Sabtu, 13 Desember 2014

Pakaian Adat Maluku Utara

malukuutara.jpg
Sebagai wilayah bekas kesultanan, dalam lingkunngan memiliki kedudukan yang menunjukan gambaran fisik pada busana adat masyarakat Ternate dan Tidore dan memperlihatkan adanya perbedaan cukup spesifik antar kelompok masyarakat yang secara sosial. Begitu juga kesederhanaan yang menandakan dalam berbagai hal dan berpengaruh terhadap busana yang dikenakan oleh masayarakat Tidore dan Ternate pada umumnya. Lain halnya dengan busana yang dikenakan oleh kelompok berkedudukan tinggi. Dari faktor keturunan itulah di dalam lingkungan dapat dibedakan dari gaya hidup yang khas. Kekhasan tersebut tampak dalam tata cara berbusana mereka.
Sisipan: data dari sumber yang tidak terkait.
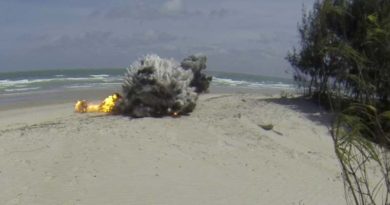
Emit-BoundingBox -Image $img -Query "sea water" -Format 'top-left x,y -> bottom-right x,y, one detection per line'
0,68 -> 294,95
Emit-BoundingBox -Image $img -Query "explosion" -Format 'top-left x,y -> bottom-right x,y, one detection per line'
75,55 -> 211,117
74,93 -> 122,113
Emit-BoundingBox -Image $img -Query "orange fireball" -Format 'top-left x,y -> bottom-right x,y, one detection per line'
74,93 -> 122,113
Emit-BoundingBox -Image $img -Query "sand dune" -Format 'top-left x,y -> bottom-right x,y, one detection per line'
0,94 -> 345,205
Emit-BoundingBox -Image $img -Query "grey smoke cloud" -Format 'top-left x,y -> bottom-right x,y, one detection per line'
0,0 -> 314,76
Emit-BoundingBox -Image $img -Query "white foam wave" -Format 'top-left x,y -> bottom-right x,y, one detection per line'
0,77 -> 103,87
89,74 -> 110,79
211,77 -> 294,88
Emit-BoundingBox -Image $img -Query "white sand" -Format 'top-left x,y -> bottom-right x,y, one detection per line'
0,94 -> 345,205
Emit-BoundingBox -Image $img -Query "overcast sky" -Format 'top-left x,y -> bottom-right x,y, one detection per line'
0,0 -> 314,77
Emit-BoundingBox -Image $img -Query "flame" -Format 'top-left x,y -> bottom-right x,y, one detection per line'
172,112 -> 180,117
74,93 -> 122,113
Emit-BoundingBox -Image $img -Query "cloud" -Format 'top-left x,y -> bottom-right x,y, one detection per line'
161,0 -> 183,15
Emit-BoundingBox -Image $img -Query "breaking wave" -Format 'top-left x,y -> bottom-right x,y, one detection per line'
0,69 -> 294,94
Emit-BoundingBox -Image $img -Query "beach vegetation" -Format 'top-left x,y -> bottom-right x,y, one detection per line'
286,0 -> 390,204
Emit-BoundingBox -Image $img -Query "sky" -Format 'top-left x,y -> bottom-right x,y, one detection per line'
0,0 -> 314,77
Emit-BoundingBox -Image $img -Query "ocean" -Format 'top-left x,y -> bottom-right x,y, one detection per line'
0,68 -> 295,95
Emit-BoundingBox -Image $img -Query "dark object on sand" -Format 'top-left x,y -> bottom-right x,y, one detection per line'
181,55 -> 212,93
116,55 -> 205,117
259,124 -> 274,131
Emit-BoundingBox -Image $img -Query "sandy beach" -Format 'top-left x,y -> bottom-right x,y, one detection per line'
0,92 -> 345,205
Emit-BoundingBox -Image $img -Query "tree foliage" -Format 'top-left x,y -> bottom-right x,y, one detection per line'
287,0 -> 390,204
287,0 -> 390,102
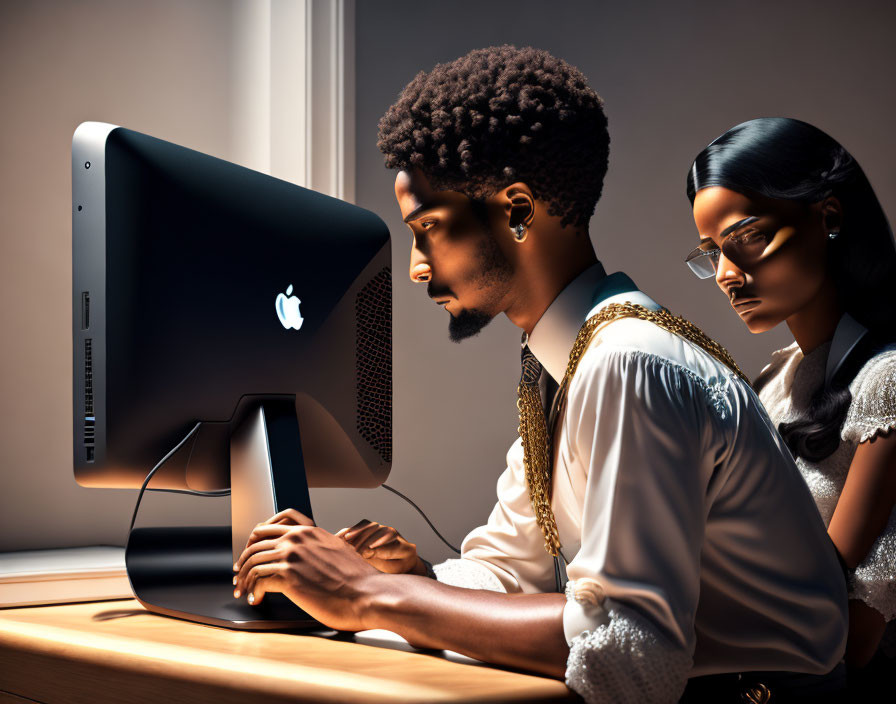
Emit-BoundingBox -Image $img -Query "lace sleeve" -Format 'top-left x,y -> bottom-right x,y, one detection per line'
849,510 -> 896,621
432,559 -> 505,592
841,347 -> 896,443
564,589 -> 692,704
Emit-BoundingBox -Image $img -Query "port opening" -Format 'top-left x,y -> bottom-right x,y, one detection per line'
81,291 -> 90,330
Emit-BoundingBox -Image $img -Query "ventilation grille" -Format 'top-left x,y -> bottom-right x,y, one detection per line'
355,267 -> 392,463
84,338 -> 96,462
84,338 -> 93,416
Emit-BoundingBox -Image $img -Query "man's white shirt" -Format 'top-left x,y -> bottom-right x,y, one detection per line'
435,264 -> 847,701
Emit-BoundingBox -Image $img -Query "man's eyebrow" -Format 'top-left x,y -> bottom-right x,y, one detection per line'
404,203 -> 436,222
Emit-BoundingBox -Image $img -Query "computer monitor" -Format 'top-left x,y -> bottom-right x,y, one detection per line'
72,122 -> 392,628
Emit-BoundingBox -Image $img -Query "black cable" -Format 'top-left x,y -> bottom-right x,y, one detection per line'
128,422 -> 460,555
128,422 -> 202,535
381,484 -> 460,555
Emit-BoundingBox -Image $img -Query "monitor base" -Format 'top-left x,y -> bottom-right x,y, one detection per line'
125,397 -> 325,630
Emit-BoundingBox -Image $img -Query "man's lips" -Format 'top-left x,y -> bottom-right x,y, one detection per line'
731,298 -> 761,313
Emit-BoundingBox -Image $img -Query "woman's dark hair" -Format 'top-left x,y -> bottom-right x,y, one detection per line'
687,117 -> 896,462
377,45 -> 610,226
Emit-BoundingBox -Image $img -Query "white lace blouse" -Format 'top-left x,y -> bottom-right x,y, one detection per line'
759,342 -> 896,628
435,270 -> 846,704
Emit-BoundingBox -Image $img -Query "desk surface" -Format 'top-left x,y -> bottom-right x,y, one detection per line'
0,600 -> 576,704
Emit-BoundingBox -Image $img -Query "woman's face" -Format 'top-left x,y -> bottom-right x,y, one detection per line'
688,186 -> 840,333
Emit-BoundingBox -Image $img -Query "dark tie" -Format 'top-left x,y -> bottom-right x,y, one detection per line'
517,345 -> 561,557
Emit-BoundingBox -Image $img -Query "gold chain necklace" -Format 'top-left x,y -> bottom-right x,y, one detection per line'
517,302 -> 750,557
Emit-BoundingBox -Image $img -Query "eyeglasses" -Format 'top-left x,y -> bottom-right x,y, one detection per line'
684,231 -> 769,279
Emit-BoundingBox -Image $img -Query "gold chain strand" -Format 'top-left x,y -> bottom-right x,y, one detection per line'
517,376 -> 562,556
517,302 -> 750,557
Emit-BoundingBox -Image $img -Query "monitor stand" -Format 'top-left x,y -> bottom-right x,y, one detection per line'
125,397 -> 322,630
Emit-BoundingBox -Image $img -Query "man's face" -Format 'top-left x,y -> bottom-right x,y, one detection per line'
395,169 -> 513,342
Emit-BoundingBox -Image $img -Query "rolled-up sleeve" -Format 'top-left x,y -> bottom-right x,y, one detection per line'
564,345 -> 712,702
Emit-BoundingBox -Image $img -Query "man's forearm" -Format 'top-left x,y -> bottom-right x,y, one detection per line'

Apalagi kehidupan mereka senantiasa diwarnai dengan berbagai acara seremonial, berupa upacara-upacara adat kesultanan pada masa itu maupun upacara yang berkaitan dengan siklus hidup manusia. Beberapa di antaranya yang masih dikenal hingga kini adalah upacara makan secara adat atau Sidego, upacara injak tanah atau Joko Kaha, dan upacara pengukuhan atau Uko Se Bonofo.
Untuk melambangkan status sosial dan usia dari orang yang memakainya. Secara umum busana adat tradisional yang dikenakan oleh kaum pria yang berasal dari golongan bangsawan terdiri atas jubah panjang yang menjuntai hingga betis atau lutut, celana panjang, dan ikat kepala. Dihiasi dengan kelengkapan dan karakteristik lainnya, Adapun busana adat untuk kaum wanita meliputi kebaya panjang dan kain panjang. dilengkapi dengan perhiasan yang disesuaikan dengan tingkatan sosial mereka, baik sebagai permasuri, pembantu permaisuri, atau diselaraskan dengan usia remaja mereka.
Pakaian Manteren Lamo (Sultan) yang terdiri atas celana panjang hitam dengan bis merah memanjang dari atas ke bawah, baju berbentuk jas tertutup dengan kancing besar terbuat dari perak berjumlah sembilan . Sementara itu, leher jas, ujung tangan, dan saku jas yang terletak di bagian luar berwarna merah. Konon warna tersebut melambangkan keperkasaan dari pemakainya. Selain itu, penampilan busana yang dikenakan oleh sultan tersebut dilengkapi dengan Destar untuk menutup kepala. Busana yang dikenakan oleh istri sultan terdiri atas kebaya panjang atau Kimun Gia, yang terbuat dari kain satin berwarna putih dengan pengikat pinggang yang terbuat dari emas, serta kain panjang. Perhiasan lainnya yang dikenakan oleh permaisuri tersebut meliputi kalung, bros, dan peniti yang terbuat dari intan, berlian, atau emas. Di samping itu, mereka juga mengenakan hiasan lainnya yang berupa konde yang berukuran besar, sedangkan konde kecil biasanya dipakai oleh pembantu permaisuri.
Sementara dari pakaian yang dikenakan golongan bangsawan remaja pria disebut baju Koja, yakni semacam jubah panjang dengan warna-warna muda seperti biru muda dan kuning muda. Konon warna tersebut untuk melambangkan jiwa muda dari para pemakainya yang masih remaja. Baju Koja tersebut biasanya berpasangan dengan celana panjang berwarna putih atau hitam, berikut Toala Polulu di kepalanya. Selain itu, ada juga pakaian yang dikenakan remaja putri biasanya memakai busana yang terdiri atas kain panjang dan Kimun Gia kancing atau kebaya panjang berwarna kuning, oranye, atau hijau muda dengan tangan yang berkancing sembilan di sebelah kiri dan kanannya. Tidak lupa, mereka pun menyertakan berbagai perhiasan seperti Taksuma, yakni kalung rantai emas yang dibuat dalam dua lingkaran; anting dua susun, sedangkan giwang tidak boleh dipakai oleh mereka; serta alas kaki yang disebut Tarupa.